The Real-World Stuff No One Says

Now, let’s get practical. Walking backwards on a treadmill is, first of all, dangerous. You’re moving in a direction your eyes aren’t built for, on a moving belt, surrounded by strangers doing bicep curls they shouldn’t be doing. One misstep and you’re doing an unscheduled trust fall into the dumbbell rack.

It’s also not exactly efficient. Sure, it burns a few extra calories (some say around 40% more than regular walking), but that’s probably because you’re overcompensating not to fall on your ass.

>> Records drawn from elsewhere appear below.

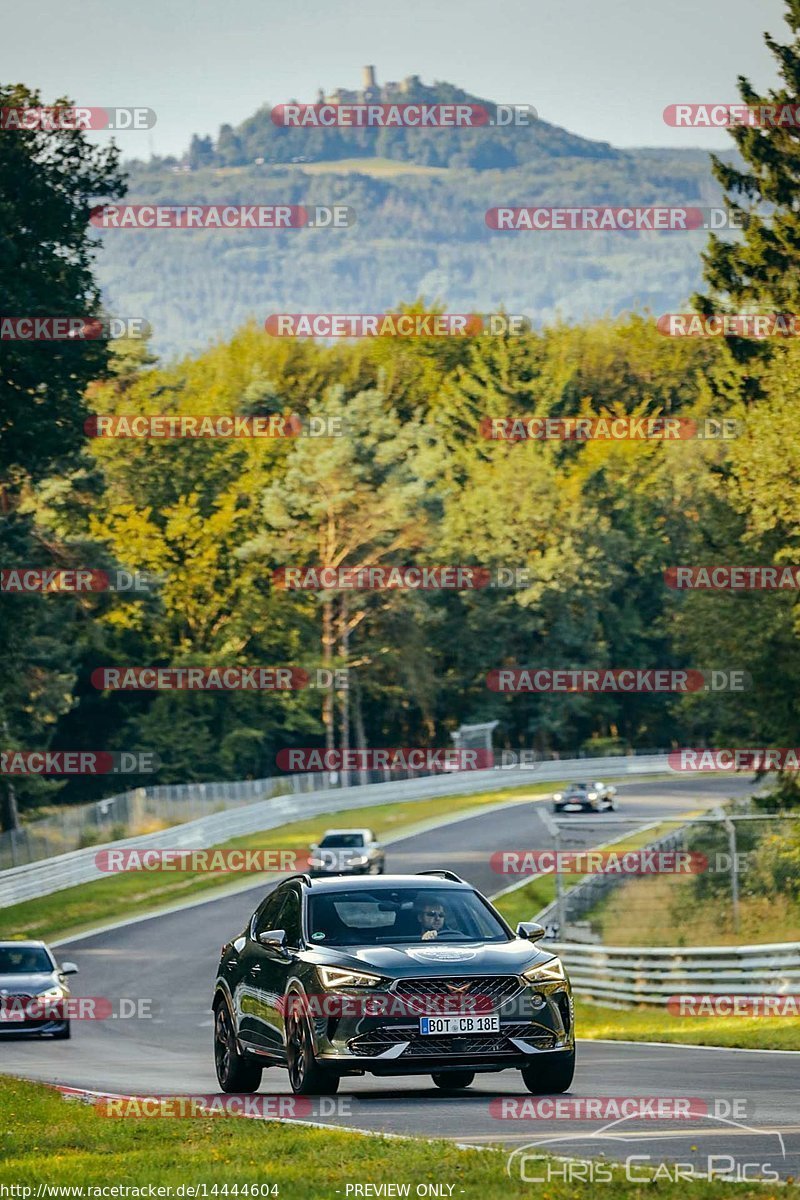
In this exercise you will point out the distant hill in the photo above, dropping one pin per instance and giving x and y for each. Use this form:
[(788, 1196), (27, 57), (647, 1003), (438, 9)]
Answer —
[(258, 139), (419, 232)]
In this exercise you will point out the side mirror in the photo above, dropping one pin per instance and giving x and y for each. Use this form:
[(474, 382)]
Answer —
[(274, 940), (531, 930)]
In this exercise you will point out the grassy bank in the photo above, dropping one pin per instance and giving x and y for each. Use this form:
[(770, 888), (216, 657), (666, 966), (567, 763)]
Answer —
[(48, 1140), (133, 893), (663, 910), (657, 1025)]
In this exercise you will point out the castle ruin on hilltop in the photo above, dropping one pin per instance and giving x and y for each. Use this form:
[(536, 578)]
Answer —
[(370, 90)]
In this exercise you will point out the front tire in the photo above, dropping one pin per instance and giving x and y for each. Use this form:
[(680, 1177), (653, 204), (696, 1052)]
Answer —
[(551, 1074), (306, 1075), (452, 1079), (234, 1072)]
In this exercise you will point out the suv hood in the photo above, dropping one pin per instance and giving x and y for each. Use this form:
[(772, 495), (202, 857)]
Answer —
[(432, 959), (28, 984)]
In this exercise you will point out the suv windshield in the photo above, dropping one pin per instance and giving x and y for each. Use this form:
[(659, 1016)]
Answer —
[(346, 840), (24, 960), (394, 916)]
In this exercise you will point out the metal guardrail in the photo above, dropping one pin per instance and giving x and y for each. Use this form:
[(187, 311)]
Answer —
[(582, 897), (629, 975), (50, 875)]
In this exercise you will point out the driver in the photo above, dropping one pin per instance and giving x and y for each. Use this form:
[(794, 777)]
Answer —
[(431, 917)]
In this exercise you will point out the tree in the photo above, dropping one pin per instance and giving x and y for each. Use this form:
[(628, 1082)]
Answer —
[(761, 270), (49, 181)]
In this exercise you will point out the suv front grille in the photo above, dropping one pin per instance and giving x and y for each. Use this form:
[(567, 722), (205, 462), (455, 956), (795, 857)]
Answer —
[(378, 1041), (493, 991)]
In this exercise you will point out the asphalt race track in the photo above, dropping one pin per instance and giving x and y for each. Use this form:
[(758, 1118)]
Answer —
[(170, 960)]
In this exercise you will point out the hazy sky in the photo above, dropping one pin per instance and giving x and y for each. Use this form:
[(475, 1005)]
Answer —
[(602, 69)]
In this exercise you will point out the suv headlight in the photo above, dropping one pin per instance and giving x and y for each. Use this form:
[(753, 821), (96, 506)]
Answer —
[(335, 977), (546, 972)]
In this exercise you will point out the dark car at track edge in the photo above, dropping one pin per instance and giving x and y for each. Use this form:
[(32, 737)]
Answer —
[(401, 975)]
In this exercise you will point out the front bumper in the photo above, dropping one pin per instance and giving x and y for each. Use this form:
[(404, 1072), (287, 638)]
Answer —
[(11, 1029), (536, 1020)]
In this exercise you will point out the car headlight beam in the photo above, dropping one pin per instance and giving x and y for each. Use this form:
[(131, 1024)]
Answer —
[(53, 993), (546, 972), (336, 977)]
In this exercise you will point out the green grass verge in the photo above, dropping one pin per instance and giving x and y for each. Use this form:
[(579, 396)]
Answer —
[(656, 1025), (133, 893), (48, 1140)]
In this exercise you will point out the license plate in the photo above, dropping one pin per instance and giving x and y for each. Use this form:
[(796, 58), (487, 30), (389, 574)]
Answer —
[(447, 1026)]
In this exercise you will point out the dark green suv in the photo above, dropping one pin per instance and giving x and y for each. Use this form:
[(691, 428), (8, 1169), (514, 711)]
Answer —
[(403, 975)]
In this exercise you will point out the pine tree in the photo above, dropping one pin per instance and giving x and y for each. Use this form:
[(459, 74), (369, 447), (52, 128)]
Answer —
[(759, 269)]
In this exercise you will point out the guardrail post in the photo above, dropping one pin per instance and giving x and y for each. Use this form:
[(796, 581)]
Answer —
[(731, 826), (559, 886)]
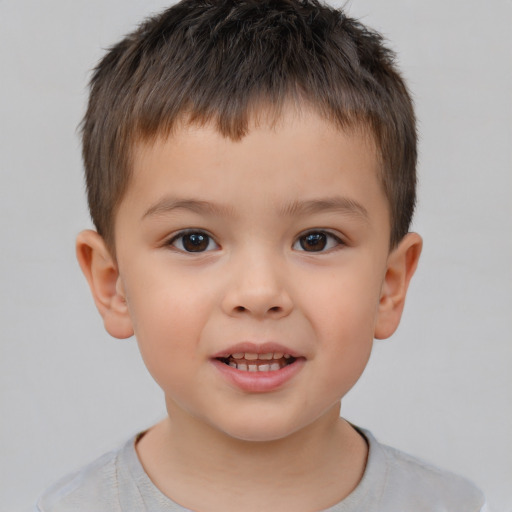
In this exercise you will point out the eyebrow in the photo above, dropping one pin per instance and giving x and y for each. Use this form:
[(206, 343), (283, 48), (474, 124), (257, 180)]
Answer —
[(342, 205), (169, 204)]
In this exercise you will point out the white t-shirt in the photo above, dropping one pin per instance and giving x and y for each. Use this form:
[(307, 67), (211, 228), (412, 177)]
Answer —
[(392, 482)]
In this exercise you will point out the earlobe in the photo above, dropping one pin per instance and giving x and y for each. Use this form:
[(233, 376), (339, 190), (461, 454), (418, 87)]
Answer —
[(100, 270), (402, 263)]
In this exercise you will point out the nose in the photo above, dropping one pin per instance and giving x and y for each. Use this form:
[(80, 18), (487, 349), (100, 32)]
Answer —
[(256, 287)]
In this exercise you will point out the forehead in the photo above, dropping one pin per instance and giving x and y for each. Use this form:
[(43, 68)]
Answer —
[(296, 155)]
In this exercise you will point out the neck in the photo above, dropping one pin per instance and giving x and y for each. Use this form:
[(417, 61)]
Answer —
[(204, 469)]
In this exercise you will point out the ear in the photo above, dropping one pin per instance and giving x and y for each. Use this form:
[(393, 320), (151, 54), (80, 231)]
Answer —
[(402, 263), (100, 270)]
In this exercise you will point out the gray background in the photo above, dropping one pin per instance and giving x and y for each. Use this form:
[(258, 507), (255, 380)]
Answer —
[(441, 388)]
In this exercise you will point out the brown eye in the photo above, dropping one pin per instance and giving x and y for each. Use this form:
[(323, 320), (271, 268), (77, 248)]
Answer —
[(313, 241), (194, 241), (317, 241)]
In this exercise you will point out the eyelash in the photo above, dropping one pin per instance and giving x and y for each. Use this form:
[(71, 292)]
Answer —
[(182, 234), (332, 241), (177, 241)]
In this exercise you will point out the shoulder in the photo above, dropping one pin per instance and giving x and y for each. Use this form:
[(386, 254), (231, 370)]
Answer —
[(410, 483), (91, 489)]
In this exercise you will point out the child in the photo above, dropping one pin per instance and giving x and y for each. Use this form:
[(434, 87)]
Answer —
[(250, 171)]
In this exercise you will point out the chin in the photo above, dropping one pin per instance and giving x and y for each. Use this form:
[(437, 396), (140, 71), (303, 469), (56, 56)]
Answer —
[(262, 429)]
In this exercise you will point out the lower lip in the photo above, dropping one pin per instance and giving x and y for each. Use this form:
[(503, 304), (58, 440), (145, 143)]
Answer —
[(259, 382)]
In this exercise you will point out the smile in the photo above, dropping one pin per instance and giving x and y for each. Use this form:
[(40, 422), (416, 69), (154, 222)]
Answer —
[(252, 362)]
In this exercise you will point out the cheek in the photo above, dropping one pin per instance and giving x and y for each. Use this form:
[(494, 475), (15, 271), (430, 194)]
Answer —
[(168, 319)]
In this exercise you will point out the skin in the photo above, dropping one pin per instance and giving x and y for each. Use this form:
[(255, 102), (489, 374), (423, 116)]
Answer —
[(254, 200)]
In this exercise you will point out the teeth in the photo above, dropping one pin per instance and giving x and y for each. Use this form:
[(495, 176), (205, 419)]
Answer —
[(251, 356), (255, 367)]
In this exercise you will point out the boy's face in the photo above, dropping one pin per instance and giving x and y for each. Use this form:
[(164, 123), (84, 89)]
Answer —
[(274, 244)]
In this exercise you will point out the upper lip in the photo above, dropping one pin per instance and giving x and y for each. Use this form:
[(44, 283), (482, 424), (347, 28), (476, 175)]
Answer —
[(249, 347)]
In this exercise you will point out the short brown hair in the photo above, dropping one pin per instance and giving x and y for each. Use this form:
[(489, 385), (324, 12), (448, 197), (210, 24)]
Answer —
[(219, 60)]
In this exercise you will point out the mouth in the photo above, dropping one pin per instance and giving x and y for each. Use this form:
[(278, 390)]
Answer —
[(253, 362)]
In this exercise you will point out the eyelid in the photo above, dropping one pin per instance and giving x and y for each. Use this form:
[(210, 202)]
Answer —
[(339, 240), (189, 231)]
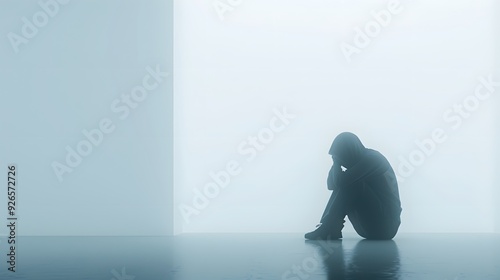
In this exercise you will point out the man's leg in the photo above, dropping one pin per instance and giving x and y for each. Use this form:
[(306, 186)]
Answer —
[(370, 218)]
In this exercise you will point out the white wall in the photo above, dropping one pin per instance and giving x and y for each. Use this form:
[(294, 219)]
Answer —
[(232, 73), (65, 79)]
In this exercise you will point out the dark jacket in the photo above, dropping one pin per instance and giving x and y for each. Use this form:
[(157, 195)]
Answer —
[(365, 167)]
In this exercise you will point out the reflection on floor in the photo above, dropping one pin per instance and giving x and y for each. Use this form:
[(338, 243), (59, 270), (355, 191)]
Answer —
[(255, 257)]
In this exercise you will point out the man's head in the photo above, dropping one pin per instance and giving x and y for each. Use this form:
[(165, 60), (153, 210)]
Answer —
[(347, 149)]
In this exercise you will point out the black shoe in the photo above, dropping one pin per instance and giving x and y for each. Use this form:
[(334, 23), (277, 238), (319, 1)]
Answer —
[(322, 232)]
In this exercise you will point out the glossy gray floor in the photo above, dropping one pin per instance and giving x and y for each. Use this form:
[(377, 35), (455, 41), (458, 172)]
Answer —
[(256, 257)]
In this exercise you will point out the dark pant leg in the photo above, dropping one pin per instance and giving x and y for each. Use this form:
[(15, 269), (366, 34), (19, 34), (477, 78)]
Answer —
[(362, 205), (339, 205), (370, 218)]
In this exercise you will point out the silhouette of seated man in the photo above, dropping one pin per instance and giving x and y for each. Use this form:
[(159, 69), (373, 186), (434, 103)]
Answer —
[(364, 188)]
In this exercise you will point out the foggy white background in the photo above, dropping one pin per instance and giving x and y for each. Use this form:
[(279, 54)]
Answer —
[(265, 54), (63, 81)]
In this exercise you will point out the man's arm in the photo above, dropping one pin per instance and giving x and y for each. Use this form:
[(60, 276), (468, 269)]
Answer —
[(333, 176)]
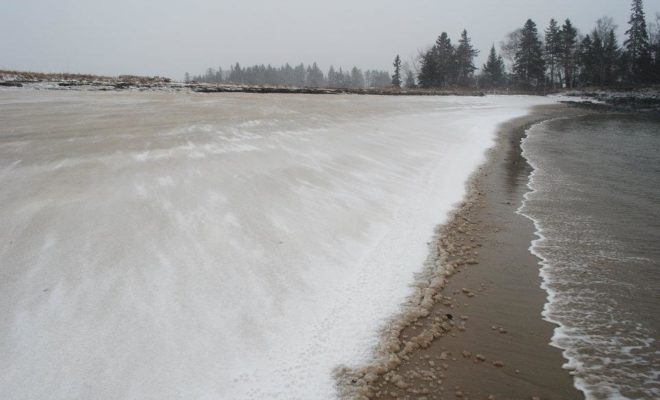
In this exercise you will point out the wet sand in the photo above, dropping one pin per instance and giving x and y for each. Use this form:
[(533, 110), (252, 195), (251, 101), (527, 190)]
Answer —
[(482, 336)]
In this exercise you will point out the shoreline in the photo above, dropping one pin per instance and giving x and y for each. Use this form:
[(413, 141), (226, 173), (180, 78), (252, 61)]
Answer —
[(475, 329)]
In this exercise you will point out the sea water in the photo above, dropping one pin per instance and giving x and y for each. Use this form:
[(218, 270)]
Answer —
[(595, 202)]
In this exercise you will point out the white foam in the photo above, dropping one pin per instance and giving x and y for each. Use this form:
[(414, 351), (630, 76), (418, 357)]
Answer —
[(137, 271), (611, 352)]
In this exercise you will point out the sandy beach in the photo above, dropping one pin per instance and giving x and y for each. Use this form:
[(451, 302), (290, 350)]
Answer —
[(484, 337)]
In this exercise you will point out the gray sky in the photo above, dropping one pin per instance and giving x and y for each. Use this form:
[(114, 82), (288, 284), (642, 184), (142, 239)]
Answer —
[(166, 37)]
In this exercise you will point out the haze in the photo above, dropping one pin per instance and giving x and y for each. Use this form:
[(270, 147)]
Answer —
[(168, 38)]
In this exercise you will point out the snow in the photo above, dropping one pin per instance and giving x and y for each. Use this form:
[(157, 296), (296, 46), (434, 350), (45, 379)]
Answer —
[(180, 246)]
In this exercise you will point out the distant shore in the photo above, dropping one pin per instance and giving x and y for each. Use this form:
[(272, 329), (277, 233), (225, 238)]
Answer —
[(129, 82), (476, 332)]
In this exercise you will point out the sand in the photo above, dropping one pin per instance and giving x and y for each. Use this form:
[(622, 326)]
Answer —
[(482, 336)]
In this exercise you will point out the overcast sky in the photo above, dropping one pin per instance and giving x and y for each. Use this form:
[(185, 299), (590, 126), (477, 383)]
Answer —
[(168, 38)]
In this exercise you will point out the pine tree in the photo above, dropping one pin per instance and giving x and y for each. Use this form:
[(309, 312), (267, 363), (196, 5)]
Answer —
[(428, 68), (445, 61), (396, 78), (553, 49), (529, 66), (493, 70), (637, 45), (568, 52), (587, 61), (357, 78), (465, 55), (410, 80), (438, 64)]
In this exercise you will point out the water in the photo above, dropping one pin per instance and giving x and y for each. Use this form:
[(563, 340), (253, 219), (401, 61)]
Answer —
[(163, 246), (596, 206)]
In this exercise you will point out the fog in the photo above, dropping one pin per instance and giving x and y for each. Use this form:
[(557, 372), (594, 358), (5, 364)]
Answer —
[(168, 37)]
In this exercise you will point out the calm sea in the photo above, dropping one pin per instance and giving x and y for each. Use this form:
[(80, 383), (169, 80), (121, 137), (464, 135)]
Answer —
[(595, 201)]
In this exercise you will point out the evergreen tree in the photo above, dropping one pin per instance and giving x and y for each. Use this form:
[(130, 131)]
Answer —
[(553, 50), (493, 70), (607, 51), (428, 68), (587, 60), (396, 78), (637, 45), (611, 57), (410, 80), (464, 57), (445, 61), (529, 66), (315, 77), (654, 36), (357, 78), (568, 52), (333, 80)]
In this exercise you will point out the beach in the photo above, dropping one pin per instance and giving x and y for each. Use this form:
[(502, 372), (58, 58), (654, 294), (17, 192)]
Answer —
[(484, 336), (222, 245)]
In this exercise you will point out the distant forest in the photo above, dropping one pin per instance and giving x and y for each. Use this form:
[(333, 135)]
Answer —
[(560, 57), (300, 76)]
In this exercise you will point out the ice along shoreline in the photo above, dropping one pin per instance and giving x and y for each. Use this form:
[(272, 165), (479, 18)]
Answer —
[(464, 333)]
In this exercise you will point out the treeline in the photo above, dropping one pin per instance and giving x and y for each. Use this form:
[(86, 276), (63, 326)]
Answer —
[(299, 76), (562, 57)]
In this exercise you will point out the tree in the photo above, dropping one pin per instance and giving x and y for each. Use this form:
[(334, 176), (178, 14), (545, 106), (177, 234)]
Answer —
[(529, 66), (315, 77), (509, 46), (587, 59), (396, 78), (428, 68), (357, 78), (493, 70), (568, 52), (410, 80), (609, 56), (464, 56), (637, 45), (553, 49), (445, 61), (654, 39)]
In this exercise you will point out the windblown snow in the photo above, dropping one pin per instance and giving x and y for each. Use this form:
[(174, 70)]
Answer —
[(186, 246)]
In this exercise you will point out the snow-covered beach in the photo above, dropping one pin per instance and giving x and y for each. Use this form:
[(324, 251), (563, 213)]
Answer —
[(159, 245)]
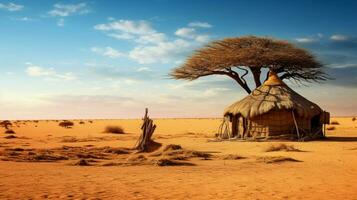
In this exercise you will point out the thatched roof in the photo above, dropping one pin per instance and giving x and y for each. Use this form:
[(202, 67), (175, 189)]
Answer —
[(274, 94)]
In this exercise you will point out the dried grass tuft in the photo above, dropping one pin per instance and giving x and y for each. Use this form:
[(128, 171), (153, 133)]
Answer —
[(331, 128), (281, 147), (114, 129), (335, 123), (276, 159)]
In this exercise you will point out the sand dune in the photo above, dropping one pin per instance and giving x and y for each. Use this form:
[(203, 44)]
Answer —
[(45, 160)]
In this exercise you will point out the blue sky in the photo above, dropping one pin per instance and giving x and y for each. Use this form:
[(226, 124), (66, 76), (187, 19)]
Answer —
[(110, 59)]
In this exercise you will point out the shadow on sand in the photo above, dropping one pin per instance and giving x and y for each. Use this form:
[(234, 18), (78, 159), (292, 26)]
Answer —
[(340, 139)]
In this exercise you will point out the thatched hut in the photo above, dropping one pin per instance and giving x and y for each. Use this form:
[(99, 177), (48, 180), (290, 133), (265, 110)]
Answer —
[(275, 110)]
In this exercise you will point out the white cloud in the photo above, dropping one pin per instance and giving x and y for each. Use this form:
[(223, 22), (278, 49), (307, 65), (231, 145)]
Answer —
[(65, 10), (60, 22), (49, 73), (190, 33), (202, 38), (107, 51), (127, 26), (151, 38), (11, 7), (143, 69), (305, 40), (213, 92), (163, 52), (138, 31), (200, 24), (339, 37), (186, 32), (153, 46)]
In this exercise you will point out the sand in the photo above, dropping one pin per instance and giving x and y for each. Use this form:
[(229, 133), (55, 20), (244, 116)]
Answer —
[(44, 161)]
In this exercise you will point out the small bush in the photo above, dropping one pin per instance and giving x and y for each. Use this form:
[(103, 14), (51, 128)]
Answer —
[(66, 124), (114, 129), (6, 124), (335, 123), (9, 131), (281, 147)]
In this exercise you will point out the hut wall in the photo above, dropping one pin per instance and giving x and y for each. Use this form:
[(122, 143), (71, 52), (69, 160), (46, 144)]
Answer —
[(276, 122)]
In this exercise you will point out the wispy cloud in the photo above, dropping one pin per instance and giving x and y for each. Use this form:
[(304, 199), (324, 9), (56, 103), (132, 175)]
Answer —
[(163, 52), (153, 46), (305, 40), (186, 32), (139, 31), (60, 22), (200, 24), (107, 52), (191, 33), (11, 7), (339, 37), (66, 10), (47, 73)]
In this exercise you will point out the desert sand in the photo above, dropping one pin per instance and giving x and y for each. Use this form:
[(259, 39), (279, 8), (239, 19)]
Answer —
[(45, 160)]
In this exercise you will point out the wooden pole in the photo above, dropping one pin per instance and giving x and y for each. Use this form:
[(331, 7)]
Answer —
[(148, 129), (296, 126)]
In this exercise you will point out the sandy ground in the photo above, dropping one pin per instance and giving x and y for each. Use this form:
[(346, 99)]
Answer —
[(234, 170)]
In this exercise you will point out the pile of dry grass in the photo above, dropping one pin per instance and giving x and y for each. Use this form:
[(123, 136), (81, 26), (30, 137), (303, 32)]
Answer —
[(276, 159), (10, 137), (232, 157), (66, 124), (331, 128), (335, 123), (9, 131), (281, 147), (176, 152), (114, 129)]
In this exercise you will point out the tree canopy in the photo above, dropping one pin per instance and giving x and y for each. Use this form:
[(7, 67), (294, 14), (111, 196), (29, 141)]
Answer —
[(236, 57)]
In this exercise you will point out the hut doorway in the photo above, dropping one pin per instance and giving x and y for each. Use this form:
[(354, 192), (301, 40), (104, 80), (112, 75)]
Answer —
[(315, 122)]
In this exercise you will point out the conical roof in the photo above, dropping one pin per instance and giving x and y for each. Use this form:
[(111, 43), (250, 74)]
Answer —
[(273, 94)]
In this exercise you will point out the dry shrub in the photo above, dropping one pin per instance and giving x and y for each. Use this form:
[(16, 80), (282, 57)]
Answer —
[(66, 124), (335, 123), (281, 147), (167, 162), (9, 131), (276, 159), (176, 152), (232, 157), (82, 162), (114, 129), (171, 147), (10, 137), (69, 139), (6, 124)]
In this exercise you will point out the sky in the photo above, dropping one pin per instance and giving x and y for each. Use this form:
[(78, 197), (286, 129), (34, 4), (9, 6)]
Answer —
[(110, 59)]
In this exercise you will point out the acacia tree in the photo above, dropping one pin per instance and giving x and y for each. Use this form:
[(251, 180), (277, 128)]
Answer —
[(237, 57)]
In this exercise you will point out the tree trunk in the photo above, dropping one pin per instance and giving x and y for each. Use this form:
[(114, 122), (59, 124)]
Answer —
[(256, 75), (148, 128)]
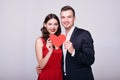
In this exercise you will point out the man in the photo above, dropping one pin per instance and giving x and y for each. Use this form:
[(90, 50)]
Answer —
[(78, 49)]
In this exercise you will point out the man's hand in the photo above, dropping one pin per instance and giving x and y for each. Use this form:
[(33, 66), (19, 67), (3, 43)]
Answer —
[(68, 45), (38, 70)]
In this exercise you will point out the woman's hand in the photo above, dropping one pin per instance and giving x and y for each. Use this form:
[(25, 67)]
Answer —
[(49, 45)]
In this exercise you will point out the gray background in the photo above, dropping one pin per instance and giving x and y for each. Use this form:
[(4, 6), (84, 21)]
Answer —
[(20, 23)]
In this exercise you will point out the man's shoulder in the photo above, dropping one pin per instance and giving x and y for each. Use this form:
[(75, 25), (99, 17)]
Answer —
[(81, 29)]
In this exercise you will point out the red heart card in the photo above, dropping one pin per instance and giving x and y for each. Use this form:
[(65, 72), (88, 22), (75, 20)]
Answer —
[(57, 40)]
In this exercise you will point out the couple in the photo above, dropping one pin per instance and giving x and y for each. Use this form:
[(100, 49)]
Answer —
[(71, 61)]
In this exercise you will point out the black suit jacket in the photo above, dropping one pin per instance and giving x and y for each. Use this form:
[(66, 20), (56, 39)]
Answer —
[(78, 67)]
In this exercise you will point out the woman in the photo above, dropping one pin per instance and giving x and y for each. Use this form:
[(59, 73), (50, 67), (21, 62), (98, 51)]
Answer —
[(49, 57)]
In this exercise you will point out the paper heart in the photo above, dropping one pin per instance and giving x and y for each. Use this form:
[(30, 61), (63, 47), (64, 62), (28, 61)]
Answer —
[(57, 40)]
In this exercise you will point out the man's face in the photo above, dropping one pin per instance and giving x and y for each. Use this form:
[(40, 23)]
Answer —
[(67, 19)]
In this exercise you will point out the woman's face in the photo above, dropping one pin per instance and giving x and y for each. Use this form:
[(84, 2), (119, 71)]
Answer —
[(52, 26)]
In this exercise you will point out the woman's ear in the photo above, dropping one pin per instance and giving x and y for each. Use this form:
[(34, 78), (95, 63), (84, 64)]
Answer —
[(44, 25)]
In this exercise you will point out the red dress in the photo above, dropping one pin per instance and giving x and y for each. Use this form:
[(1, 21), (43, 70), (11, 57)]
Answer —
[(53, 68)]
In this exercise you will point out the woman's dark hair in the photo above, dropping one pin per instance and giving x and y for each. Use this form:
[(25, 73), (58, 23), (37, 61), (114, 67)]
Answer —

If the goal is fat loss or strength, there are safer, better ways to do both—like literally anything involving resistance or, you know, walking forward.

So… Should You Try It?

If you’re bored, sure. Go ahead. Throw it in for a few minutes at the end of your walk. But don’t pretend it’s going to “retrain your gait” or “activate deep neuromuscular pathways” or whatever nonsense your fitness influencer says between sponsored supplement ads.

Backward walking can be a nice rehab tool. It’s just not the revolutionary workout the internet wants it to be. The science is messy, the benefits are modest, and the risks are real if you’re not paying attention.

So unless your physiotherapist told you to—or you’re just really into confusing strangers at the gym—maybe stick to walking the way humans were designed to: forwards.